La marca planea aumentar su presencia en China, ampliando el número de franquicias en el país a 100 en los próximos años
Burberry está estudiando expandir sus líneas de marroquinería, ropa infantil y sportswear, según declaró el consejero creativo de la compañía, Christopher Bailey, el pasado martes, indicando que había una demanda sólida de categorías de producto como cinturones y zapatos.
"Es un buen momento para el sector de la marroquinería", comentó Bailey a Reuters en una entrevista. Actualmente las divisiones de accesorios y complementos suponen un tercio de los ingresos de la marca.
Bailey también ha dicho que la crisis económica global ha empujado a Burberry a continuar cultivando su "integridad y calidad". Además, señaló que la compañía había sobrevivido a muchos giros en su historia, lo que le ha conferido un carácter tranquilizador.

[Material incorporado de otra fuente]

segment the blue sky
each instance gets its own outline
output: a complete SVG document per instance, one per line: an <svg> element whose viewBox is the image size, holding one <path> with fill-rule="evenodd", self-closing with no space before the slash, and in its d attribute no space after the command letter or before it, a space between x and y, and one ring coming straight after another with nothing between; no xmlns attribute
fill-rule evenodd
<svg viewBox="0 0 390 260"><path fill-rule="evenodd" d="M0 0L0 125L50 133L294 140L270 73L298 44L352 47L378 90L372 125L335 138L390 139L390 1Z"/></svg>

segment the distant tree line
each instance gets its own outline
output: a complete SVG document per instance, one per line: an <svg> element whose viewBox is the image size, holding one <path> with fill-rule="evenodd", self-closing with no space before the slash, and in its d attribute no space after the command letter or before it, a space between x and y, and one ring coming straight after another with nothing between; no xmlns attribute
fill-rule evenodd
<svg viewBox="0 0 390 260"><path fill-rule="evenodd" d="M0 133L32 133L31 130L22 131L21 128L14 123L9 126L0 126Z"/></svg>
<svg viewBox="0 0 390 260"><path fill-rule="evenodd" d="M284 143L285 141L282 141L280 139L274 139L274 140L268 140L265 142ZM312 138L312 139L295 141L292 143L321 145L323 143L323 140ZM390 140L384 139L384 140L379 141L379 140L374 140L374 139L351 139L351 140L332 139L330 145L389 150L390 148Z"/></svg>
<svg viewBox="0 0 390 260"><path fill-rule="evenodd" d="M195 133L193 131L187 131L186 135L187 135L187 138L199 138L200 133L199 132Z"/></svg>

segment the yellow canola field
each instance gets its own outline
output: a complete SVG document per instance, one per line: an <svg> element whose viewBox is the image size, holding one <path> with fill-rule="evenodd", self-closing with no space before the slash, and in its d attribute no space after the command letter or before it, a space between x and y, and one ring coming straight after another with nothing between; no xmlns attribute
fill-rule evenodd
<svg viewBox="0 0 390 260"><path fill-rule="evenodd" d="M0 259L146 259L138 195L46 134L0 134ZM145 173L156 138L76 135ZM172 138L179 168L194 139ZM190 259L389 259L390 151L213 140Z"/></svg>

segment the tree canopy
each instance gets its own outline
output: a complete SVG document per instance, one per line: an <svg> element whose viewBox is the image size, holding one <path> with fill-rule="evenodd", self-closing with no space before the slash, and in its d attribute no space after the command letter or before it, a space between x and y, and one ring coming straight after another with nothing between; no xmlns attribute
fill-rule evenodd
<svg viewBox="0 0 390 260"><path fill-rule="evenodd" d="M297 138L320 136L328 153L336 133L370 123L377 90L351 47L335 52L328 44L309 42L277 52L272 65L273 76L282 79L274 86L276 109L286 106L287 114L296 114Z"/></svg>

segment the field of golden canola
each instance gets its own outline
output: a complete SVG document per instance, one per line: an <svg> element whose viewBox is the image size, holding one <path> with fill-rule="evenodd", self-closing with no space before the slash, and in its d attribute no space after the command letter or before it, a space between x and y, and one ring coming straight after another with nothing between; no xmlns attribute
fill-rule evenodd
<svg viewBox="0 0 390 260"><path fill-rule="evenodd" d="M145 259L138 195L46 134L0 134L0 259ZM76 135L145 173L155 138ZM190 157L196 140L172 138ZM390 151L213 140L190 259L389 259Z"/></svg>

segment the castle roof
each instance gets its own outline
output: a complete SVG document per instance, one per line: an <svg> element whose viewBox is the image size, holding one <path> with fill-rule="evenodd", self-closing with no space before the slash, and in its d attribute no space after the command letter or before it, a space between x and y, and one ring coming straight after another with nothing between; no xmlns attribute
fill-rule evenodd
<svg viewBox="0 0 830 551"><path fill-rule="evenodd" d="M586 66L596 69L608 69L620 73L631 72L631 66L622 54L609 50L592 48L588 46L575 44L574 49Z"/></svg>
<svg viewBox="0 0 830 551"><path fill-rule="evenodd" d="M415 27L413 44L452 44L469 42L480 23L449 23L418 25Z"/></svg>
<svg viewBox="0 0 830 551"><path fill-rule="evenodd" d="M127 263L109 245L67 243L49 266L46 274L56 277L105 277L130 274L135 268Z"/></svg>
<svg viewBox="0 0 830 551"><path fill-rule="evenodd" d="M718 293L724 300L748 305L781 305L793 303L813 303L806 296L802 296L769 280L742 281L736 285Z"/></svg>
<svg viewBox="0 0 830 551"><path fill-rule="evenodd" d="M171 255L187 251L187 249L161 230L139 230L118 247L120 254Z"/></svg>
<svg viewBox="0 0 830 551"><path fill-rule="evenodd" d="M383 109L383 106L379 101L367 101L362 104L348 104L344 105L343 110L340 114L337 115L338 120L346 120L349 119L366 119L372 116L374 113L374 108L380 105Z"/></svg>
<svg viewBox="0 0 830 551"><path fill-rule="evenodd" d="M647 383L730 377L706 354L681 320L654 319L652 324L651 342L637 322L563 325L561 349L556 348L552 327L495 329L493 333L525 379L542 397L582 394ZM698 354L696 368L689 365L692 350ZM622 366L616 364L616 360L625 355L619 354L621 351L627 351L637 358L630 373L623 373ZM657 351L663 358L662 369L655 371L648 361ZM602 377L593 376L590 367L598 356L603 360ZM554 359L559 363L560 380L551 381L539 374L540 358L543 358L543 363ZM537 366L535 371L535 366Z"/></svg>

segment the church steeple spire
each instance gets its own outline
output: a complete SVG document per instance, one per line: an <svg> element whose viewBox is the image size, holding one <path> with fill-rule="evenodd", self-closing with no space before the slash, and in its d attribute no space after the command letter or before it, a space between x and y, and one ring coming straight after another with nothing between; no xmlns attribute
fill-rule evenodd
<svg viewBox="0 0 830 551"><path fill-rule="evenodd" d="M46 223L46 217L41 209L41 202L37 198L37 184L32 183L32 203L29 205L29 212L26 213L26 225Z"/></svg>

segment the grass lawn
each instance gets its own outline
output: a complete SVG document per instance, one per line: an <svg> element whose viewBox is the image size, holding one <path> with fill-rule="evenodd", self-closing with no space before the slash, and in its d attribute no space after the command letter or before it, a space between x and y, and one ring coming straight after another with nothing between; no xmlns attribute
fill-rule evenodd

"Tienes que buscar en tus raíces y tu herencia", añadió. "Nuestra estrategia ha estado más centrada en quiénes somos. Nuestro punto de vista es que hay que tener una voz fuerte entre el desorden".
Bailey indicó que ha notado que a la gente "le apetece volver a comprar de nuevo", pero que quiere adquirir cosas que duren.
Mientras tanto, la marca planea aumentar su presencia en China ampliando el número de franquicias en el país a 100 en los próximos años, comentó Angela Ahrends, consejera delegada de Burberry, señalando que incrementarían la inversión en mercados emergentes, en especial en China, dado su enorme potencial de compra.
Hasta el momento, la compañía tiene 90 tiendas en mercados emergentes, la mayoría franquiciadas. En China son 44 las boutiques abiertas hasta hoy, a las que seguirán siete nuevos establecimientos en los próximos meses.
Ahrends dijo que Burberry continúa funcionando bien en China y que durante el primer semestre ha registrado un crecimiento de doble dígito en las tiendas de superficie comparable.